Synopsis: When Keitaro was little, he made an oath to his childhood sweetheart. He promised that when they grew up, they would go to Tokyo University together and be happy. Alas, she moved away a short time after. Keitaro is now college age. The problem is, he had already forgotten the name of the little girl he had made the promise to! To top it off, he also flunked the Tokyo U entrance exam. But Keitaro's luck is about to change... for his grandma just granted him every hot-blooded guy's dream job -- to be the manager of Hinata Sou, an all-girl dormitory! The roster of tenants includes the studious and rather violent Naru, another Tokyo U hopeful; Kitsune, who's mainly interested in money, parties, and making mischief; Motoko, the short-tempered turtle-phobic kendo master; Shinobu, the shy junior high student who's also Hinata Sou's resident cook; and Kaolla, the mysterious foreigner who's fond of inventing various mechanical gadgets. Could one of them possibly be the girl Keitaro made a promise to fifteen years ago? More importantly, will Keitaro succeed in his third try for Tokyo U?
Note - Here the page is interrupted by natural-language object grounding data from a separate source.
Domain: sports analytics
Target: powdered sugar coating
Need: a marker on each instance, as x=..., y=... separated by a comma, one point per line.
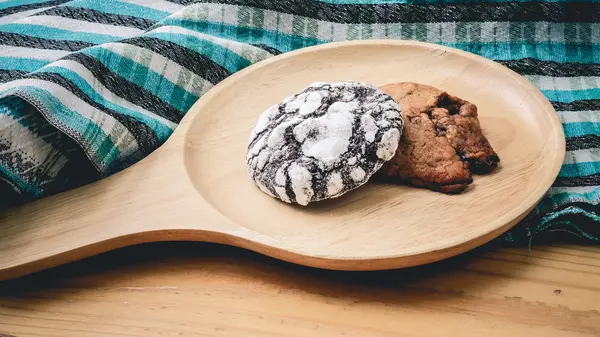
x=324, y=141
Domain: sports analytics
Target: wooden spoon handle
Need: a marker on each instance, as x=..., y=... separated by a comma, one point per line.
x=150, y=197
Review: Love Hina is a 25-episode TV series based on the manga by Ken Akamatsu. Now the first thing that grabbed my attention about Love Hina was the ultra-cute and ultra-perky opening sequence and song "Sakurasaku" (sung by no less than anime seiyuu-dom's darling, Megumi Hayashibara). Yet even so, getting addicted to Love Hina was the last thing I expected. I won't beat around the bush here. I love, as in positively adore, this series! Something hilarious erupts almost every episode, which in turn would have me laughing my butt off (at the risk of seeming like a total lunatic) in front of the TV. It's that funny.
The humor and hijinks start as soon as Keitaro takes on the job of managing Hinata Sou. Not only does Keitaro have to keep the place nice and orderly, he has to contend with the varying temperaments of his female tenants as well. Then there are the Tokyo U exams and the possibility that one of the girls being his elusive childhood sweetheart... Keitaro's life promises to be a lot more exciting in the days to come.
The character designs are superb. Not only do they look great, they are well thought of as well -- each having his/her own corresponding personal background and place in the story. Each one is quirky in his/her own way, and they are constantly getting themselves into the wackiest situations. There is never a dull moment at the Hinata Sou. In fact, one of the most remarkable things about Love Hina is how the plot continues to fall into place episode by episode, despite all the comedy that ensues. The ending is open-ended though, but who Keitaro is eventually going to end up with is confirmed in the Love Hina Christmas Special.
The art and animation are nothing short of spectacular -- very crisp, clear, and colorful. I heard that Love Hina's animation is fully digital, and that computers were used all throughout (which will probably explain why there isn't a single Love Hina production cel anywhere on the net). I was actually surprised by that bit of info because the whole series doesn't really sport a computer-generated look. The Japanese voices are extremely well-cast. Everyone sounds good, and the voices fit the characters perfectly.
Love Hina is easily one of the best romantic comedies around. Highly recommended.
Miscellanies: Almost everyone who has watched the anime and read the manga agree that the manga is a whole lot better.